47 Van deze helft, voor de Israëlieten bestemd, nam Moses één op de vijftig van mensen en vee, zoals het voor de hand kwam, en gaf het aan de levieten, die dienst deden bij de tabernakel, zoals Jahweh het Moses bevolen had.
Isarelnaw ni a ham thung dawk hoi Mosi ni tami hoi saring 50 touh thung dawk hoi buetbuet touh pou a la teh, BAWIPA kâpoelawk patetlah BAWIPA lukkareiim kakhenyawnkung Levihnaw hah a poe awh.
48 Toen traden de aanvoerders van de troepen, de hoofdmannen over duizend en honderd, op Moses toe,
Hahoi ransanaw thung dawk tami 100 kaukkungnaw, 1,000 kaukkungnaw ni Mosi koe a hnai awh teh,
49 en zeiden tot hem: Uw dienaren hebben de strijders, die onder ons stonden, geteld en er ontbreekt er niet één.
Mosi koevah na sannaw niyah kaimae kut dawk kaawm tarankatuknaw hah ka touk awh teh kakuep hoeh e apihai kaawm awh hoeh.
50 Daarom brengt ieder van ons de gouden sieraden, die hij heeft buitgemaakt, gespen, armbanden, zegelringen, oorringen en kralen, als gave aan Jahweh, om voor ons verzoening te verkrijgen voor het aanschijn van Jahweh.
Hatdawkvah, ka hring awh nahanlah BAWIPA hmalah yontha sak hanelah tamipueng ni lengkaleng a coe awh e sui hoi sak e, dingyin, laikaw, kuthrawt, hnongpacap, hnâpacap naw hah BAWIPA koe thueng hanelah ka thokhai awh toe telah atipouh.
51 Moses en de priester Elazar namen al die gouden sieraden van hen aan.
Mosi hoi vaihma Eleazar ni, sui hoi sak e puengcangnaw hah a la pouh.
52 Al het goud, dat zij als cijns aan Jahweh brachten, bedroeg zestien duizend zeven honderd vijftig sikkels. Dit was van de hoofdmannen over duizend en honderd;
1,000 touh kahrawikung, 100 touh kahrawikungnaw ni BAWIPA hanelah kahek thuengnae lah a poe awh e suinaw pueng teh sekel 16,750 touh a pha.

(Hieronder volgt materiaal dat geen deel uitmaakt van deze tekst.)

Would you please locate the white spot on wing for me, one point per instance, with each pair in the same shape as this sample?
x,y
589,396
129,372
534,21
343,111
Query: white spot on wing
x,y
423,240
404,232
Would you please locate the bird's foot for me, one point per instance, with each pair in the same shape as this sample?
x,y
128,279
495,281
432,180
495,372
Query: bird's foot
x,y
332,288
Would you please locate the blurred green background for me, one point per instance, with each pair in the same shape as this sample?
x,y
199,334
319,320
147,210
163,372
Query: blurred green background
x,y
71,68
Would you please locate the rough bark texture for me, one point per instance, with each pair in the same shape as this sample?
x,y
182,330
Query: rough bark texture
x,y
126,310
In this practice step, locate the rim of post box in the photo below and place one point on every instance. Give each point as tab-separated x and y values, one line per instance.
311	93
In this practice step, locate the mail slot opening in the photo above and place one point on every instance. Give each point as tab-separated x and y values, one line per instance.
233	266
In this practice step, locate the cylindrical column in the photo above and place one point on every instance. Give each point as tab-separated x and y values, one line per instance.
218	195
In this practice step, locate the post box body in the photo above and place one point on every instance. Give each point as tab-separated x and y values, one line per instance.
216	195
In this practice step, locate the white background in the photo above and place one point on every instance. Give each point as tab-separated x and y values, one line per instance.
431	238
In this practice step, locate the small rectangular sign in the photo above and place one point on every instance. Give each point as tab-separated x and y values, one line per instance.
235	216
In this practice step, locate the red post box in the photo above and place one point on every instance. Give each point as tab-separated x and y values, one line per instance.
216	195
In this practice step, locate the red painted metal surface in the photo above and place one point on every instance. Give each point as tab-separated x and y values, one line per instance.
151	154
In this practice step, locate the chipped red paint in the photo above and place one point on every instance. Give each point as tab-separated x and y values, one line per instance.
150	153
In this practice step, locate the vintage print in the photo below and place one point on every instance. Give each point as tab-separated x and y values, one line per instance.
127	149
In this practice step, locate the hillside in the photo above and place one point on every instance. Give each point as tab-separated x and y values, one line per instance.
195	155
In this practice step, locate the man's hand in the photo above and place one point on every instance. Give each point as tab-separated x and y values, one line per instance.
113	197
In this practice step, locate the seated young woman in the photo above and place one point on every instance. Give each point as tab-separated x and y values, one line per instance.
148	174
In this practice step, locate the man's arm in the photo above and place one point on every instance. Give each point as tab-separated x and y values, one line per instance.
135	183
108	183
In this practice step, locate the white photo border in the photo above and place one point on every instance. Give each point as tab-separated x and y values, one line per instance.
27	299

53 ook de krijgslieden hadden ieder voor zich nog buit behaald.
Ransanaw ni a la awh e lawphnonaw teh amamouh hanlah lengkaleng a la awh.
54 Moses en de priester Elazar namen het goud van de hoofdmannen over duizend en honderd in ontvangst en brachten het naar de openbaringstent, om de Israëlieten bij Jahweh in gedachtenis te houden.
Hahoi Mosi hoi vaihma Eleazar ni 1,000 kahrawikung, 100 kahrawikungnaw e sui teh a la pouh teh, Isarel catounnaw pahnim hoeh nahanlah kamkhuengnae lukkareiim dawk BAWIPA hmalah a tâcokhai awh.